China's new Foreign Investment Law (FIL), which was adopted on 15 March 2019 and will take effect on 1 January 2020, is expected to create a massive new wave of FDI-related legal work in China. This will be due in part to the anticipated further opening up of the services sector (which is dependent on the final outcome of the US-China trade negotiations), but even more opportunities will be created by virtue of pending changes to corporate governance rules applicable to foreign-invested enterprises (FIEs) and as other restrictions on FIEs are removed under the commitments under the FIL to provide national treatment to FIEs.
As a result of these fundamental changes in the legal framework in China, all of the 500,000+ FIEs in China will need to convert in LLCs under the Company Law by the end of 2024, and the vast majority of the 120,000+ Sino-foreign JVs are expected to renegotiate their JV contracts and replace them with shareholders agreements that conform both to international standards and the requirements of the Company Law.
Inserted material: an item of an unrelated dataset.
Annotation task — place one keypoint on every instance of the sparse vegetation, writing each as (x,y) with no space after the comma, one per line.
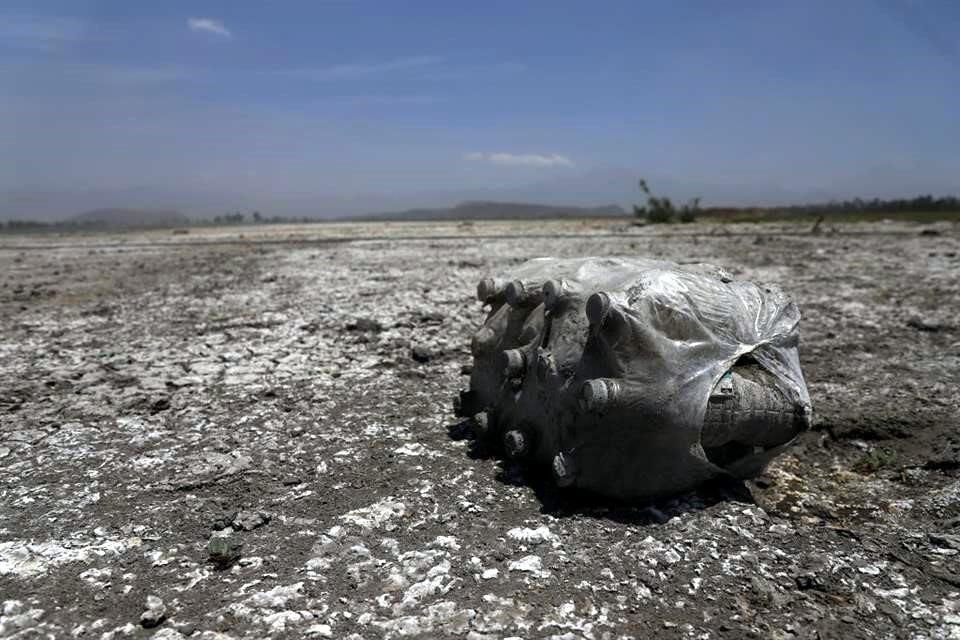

Anticipated changes to thin capital rules and restrictions on use of foreign currency capital injections for downstream investments currently applicable to FIEs will also drive opportunities to re-engineer the capital structure and group corporate structures of FIEs.
So the new FIL will impact not only all new FIEs but also all existing FIEs in China, creating significant extended spikes in demand for legal support for related restructuring work, all within a relatively narrow window of time.